The balancing movements performed by Luis and Denis Suarez are impressive not only through the speed and intelligence but also in the timing of the execution. By moving from the left half space towards the left flank Denis Suarez drags defenders with him allowing Neymar to access the left half space more easily. Furthermore moving defenders out of position assists with creating diagonal passing routes to the ball-far half space which Barcelona use to change the direction of their attacks. A very similar process is often done on the right side with Luis Suarez and Messi.


For the home side the most impressive feature of their play upon regaining possession was the way they attempted to combine out of Barcelona’s counterpressing. By quickly changing the direction of their passes upon winning the ball the home side frequently shifted their opponents’ defensive movements thus killing their dynamic and momentum. This eventually led Barcelona’s players to retreat since the advantage of an aggressive counterpressing dynamic had been taken away.

However a number of Sevilla’s more dangerous plays upon winning possession came after long balls from the back. When the likes of Vazquez or Sarabia were able to receive these longer passes they would combine before aiming to release Vitolo on the left flank. It was in fact one of these situations that led to Sampaoli’s side’s opening goal.


A strong start to the game from Sevilla gave way to Barcelona’s improved second half display and the Andalusians will be rueing their missed chances in the first half and they were somewhat unfortunate to be tied at the interval. However the poor connections in possession are one area Sampaoli will need to iron out, with the deeper players often being forced into longer balls due to lacking progressive and accessible passing options.

As for Enrique’s men they took advantage of their increasingly weary opponents and utilised transitions extremely effectively to secure a vital win.

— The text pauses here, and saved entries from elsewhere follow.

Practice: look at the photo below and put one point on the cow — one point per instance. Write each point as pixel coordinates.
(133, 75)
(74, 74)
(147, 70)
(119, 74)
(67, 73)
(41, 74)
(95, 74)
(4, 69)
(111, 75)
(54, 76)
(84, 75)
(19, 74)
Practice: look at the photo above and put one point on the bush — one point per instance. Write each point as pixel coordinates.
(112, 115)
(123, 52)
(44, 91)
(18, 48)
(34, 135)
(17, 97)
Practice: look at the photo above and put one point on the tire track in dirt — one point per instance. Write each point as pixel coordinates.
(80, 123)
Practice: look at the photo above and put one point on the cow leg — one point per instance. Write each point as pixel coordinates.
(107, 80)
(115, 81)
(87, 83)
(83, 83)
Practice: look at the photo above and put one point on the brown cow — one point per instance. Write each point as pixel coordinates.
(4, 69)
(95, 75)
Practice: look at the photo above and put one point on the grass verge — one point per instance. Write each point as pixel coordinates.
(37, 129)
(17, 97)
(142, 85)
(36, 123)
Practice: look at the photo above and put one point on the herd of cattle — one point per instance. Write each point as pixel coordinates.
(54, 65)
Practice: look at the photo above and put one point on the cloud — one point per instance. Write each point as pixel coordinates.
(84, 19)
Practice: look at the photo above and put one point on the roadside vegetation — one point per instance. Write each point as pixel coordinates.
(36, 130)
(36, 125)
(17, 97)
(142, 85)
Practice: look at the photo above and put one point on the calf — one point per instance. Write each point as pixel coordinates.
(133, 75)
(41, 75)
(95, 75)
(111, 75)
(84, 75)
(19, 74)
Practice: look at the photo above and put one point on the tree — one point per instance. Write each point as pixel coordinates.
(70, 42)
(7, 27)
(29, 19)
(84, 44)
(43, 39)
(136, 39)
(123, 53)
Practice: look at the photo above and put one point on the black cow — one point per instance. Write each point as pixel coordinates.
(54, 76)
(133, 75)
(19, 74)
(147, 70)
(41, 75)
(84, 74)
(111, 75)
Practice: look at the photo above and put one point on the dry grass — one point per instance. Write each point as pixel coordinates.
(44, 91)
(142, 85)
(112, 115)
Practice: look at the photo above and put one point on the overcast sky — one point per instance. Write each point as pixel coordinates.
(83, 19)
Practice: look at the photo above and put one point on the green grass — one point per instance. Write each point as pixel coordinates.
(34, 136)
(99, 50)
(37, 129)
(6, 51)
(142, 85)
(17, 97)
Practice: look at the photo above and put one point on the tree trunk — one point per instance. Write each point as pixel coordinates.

The collective press resistance is one factor that can certainly be worked on, despite the side clearly missing the influence of Iniesta.

diegoas November 10, 2016 um 8:40 pm

Hi JD, great article as usual, thank you very much. I don’t have much to add on the content side, however I’d like two offer two points of humble advice:
– I think your writing could use a stronger focus on punctuation, as your sentences are often very long and uninterrupted,
– Luis Enrique’s full name is Luis Enrique Martínez García, his (composite) first name being Luis Enrique. English writers love to call him Enrique, however that would be the same as calling , say, Marc Andre Ter Stegen “Andre”. No one in Spain would do that or even understand you, at least at first! 🙂


James November 9, 2016 um 11:36 am

Thank you for an excellent review, technically one of the most involved and accurate I have seen since I began coming to this site. I appreciate this is something you may not have any control over, but in future would it be possible to include a graphic of the team line ups? It just makes visualising the tactical movements easier and also gives a clearer idea of duels with specific players: Nzonzi vs Messi in the air? Only one winner. Lastly, what do you think of Sampaoli’s start in La Liga? Can it be maintained and will the Andalusians join Atletico in offering resistance to the traditional big two? Or do you think he will encounter difficulties like Bielsa? He certainly seems a little less vertical and demanding in his playing style and Minho’s transfer recruitment isn’t going to hurt anyone!


olli November 9, 2016 um 3:03 pm

He usually does


James November 9, 2016 um 4:35 pm

*Monchi’s recruitment. Damn you autocorrect!


JD November 9, 2016 um 6:53 pm

Yeah, I’ve only seen a couple of Sevilla games this season but they look quite strong in chance creation, counter attacking, pressing and such. I think the positional structure needs a lot of work though, it is often quite badly disconnected leading to some overly direct play but yeah I expect that to improve. I think Sampaoli could build something strong in Sevilla and Monchi’s recruitment will indeed be of huge assistance, will also depend on how they can keep hold of key players etc.